Ascent of the Oaks

オークの進化史 北半球を席巻したドングリの森

By Andrew L. Hipp /Paul S. Manos/Jeannine Cavender-Bares A. L. ヒップ /P. S. マノス/J. キャヴェンダ=ベアズ
English 日本語 日本語
If you were dropped into virtually any region of North America 56 million years ago, you probably would not recognize where you had landed. Back then, at the dawn of the Eocene epoch, the earth was warmer and wetter than it is today. A sea had just closed up in the middle of the Great Plains, and the Rocky Mountains had not yet attained their full height. The continent’s plant and animal communities were dramatically different. In the Canadian High Arctic, which today harbors relatively few tundra plant species, year-round temperatures above freezing nurtured a rich and diverse flora; Ellesmere Island in far northern Canada, across from the northwestern coast of Greenland, was home to alligators and giant tortoises. What is now the southeastern U.S. was dominated by tropical rain forest, complete with primates. The northeastern U.S., for its part, ranged from broad-leaved (as opposed to needle-leaved) evergreen forest to deciduous forests of ginkgo, viburnum, birch and elm, among other species. The deciduous broad-leaved forests that now cover 11 percent of North America north of Mexico were in their infancy. But that was about to change, with the spread and extraordinary diversification of what would eventually become some of the most ecologically and economically significant woody plants in the world: the acorn-bearing, wind-pollinated trees we call oaks.  もしも5600万年前の北アメリカのどこかに突然放り込まれたら,そこがどこか見当もつかないだろう。当時は始新世が始まったばかりで,地球は現在よりも暑くて湿度も高かった。海はグレートプレーンズの中ほどまで迫っており,ロッキー山脈はまだ現在の高さに達していなかった。

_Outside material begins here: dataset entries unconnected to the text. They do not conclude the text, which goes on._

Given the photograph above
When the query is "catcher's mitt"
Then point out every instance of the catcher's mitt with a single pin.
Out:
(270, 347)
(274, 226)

Over the course of some 56 million years, oaks, which all belong to the genus Quercus, evolved from a single undifferentiated population into the roughly 435 species found today on five continents, ranging from Canada to Colombia and from Norway to Borneo. Oaks are keystone species, foundational to the functioning of the forests they form across the Northern Hemisphere. They foster diversity of organisms across the tree of life, from fungi to wasps, birds and mammals. They help clean the air, sequestering carbon dioxide and absorbing atmospheric pollutants. And they have shaped human culture, feeding us with their acorns and providing wood to build our homes, furniture and ships. Indeed, oaks have proved so valuable to people that we have immortalized them in legends and myths for centuries.  コナラ属の木本植物であるオークは過去5600万年ほどの間に未分化の単一集団から約435の種に進化し,現在ではカナダからコロンビア,そしてノルウェーからボルネオまで,オーストラリアと南極を除く5つの大陸で見られる。オークは生態系に大きな影響を及ぼすキーストーン種であり,北半球各地の森林の機能的な基礎を形成している。オークの森は菌類からカリバチや鳥類,哺乳類まで生物全体の多様性を育み,二酸化炭素の固定や大気汚染物質の吸収を通して空気の浄化を助ける。オークはまた食料としてのドングリや,家や家具,船を作るための木材を提供し,人間の文化を形づくってきた。実際,オークが多くの伝説や神話に登場することからも人々にとって極めて重要だったことがわかる。
Oaks are especially prominent in the Americas. Approximately 60 percent of all Quercus species live here. This astounding variety, along with the fact that the oaks in this region account for more forest tree biomass than any other woody plant genus in North America and Mexico, makes them the single most important group of trees in the continent’s forests. To understand forests, then—their biodiversity, food webs and contributions to human well-being—one must understand how oaks came to rule them.  オークが特に目立つのがアメリカだ。コナラ属の種の約60%がここに生育している。この驚くべき多様性と,北米とメキシコの森林で最大のバイオマスを占めるのがコナラ属の樹木であるという事実から,オークは北米大陸の森林で最も重要な木だといえる。森林を理解するには,つまり森林の生物多様性と食物網,人類の幸福への貢献を理解するには,オークがどのように森を支配するようになったかをひもとかなければならない。